Eventually he sold his Brandon practice and “retired” to Victoria, British Columbia where he soon began working as a doctor in a walk-in clinic….a job he held until just before his 90th birthday.
When he wasn’t working as a doctor, he could usually be found working around the house and yard - mowing his lawn in precise diagonal stripes in the summer, shoveling his driveway down to bare concrete in the winter, working on the vegetable garden.
Inside the house was Oma’s domain, and we had a running joke every Sunday after church when he would announce that he had been up all night cooking the feast before us (and it was always a feast).
After Oma died his daughter Valerie taught him housekeeping skills like cooking, cleaning and ironing and he took great pride in maintaining their condo and yard to Oma’s high standards, something he achieved right up until the day of his heart attack.
His steadfast belief in the value of work and his extremely high standards have meant that he hasn’t always been the easiest person to be around, especially if he felt you were not living up to his expectations or your potential (the same thing in his mind!), and all of his children, grandchildren and great-grandchildren (step or otherwise) have been on the receiving end of his “loving advice”.
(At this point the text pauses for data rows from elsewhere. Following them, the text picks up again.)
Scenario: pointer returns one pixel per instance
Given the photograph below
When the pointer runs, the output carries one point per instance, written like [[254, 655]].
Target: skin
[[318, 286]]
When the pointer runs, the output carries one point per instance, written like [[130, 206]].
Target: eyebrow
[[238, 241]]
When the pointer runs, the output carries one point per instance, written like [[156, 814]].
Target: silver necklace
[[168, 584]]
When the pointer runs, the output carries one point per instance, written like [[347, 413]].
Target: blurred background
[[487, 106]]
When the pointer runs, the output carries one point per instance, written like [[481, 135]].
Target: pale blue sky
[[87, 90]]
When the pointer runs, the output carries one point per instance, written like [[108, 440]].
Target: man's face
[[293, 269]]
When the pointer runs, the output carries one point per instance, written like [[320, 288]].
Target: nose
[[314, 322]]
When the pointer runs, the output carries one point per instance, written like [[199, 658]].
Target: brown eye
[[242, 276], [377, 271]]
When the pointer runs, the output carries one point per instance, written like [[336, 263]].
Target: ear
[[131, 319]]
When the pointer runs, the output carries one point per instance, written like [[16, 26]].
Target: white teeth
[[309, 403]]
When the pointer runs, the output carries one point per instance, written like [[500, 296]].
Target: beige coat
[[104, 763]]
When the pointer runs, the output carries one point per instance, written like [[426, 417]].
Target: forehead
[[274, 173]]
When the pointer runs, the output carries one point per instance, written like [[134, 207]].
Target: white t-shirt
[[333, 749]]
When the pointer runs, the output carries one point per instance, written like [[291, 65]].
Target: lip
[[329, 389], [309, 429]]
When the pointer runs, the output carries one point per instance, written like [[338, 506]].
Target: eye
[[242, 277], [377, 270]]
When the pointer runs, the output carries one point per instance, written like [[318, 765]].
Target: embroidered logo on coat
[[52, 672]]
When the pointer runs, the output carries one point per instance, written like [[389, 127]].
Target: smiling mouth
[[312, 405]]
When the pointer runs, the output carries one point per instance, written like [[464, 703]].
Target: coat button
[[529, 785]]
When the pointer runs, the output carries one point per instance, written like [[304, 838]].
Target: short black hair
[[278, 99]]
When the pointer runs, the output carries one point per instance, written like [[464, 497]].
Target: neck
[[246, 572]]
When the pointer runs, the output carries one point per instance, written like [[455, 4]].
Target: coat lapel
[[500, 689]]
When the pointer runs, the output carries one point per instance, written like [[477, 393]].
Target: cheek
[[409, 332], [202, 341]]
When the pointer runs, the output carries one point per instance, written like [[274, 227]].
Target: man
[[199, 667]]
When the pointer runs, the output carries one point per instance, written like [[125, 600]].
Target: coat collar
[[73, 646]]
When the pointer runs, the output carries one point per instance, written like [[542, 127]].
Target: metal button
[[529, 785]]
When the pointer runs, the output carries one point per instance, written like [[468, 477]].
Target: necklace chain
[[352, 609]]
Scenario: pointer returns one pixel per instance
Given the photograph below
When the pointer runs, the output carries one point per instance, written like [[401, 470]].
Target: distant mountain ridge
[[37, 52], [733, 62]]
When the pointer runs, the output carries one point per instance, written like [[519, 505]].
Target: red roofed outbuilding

He has also been steadfast in his love and support. One of the highlights of my adult life has been the twice-yearly cards (birthday and Christmas) from Opa, each with a money order in U.S. dollars so I can avoid currency exchange fees and, even more valuable to me, filled with handwritten motivational comments and quotes along. He never forgot or even was late.
The latest of these cards arrived in late August, just before my birthday, and among other things reminded me to “keep my smile on”.
So this blog post is for Opa, grandfather of my heart. It is hard to “keep my smile on” as I think of you in your hospital bed, and I know I probably won’t get a chance to say good-bye in person. Know that having you in my life is one of the things that made all of the challenges of moving to Brandon and figuring out how to navigate the new relationships created by our blended family worthwhile.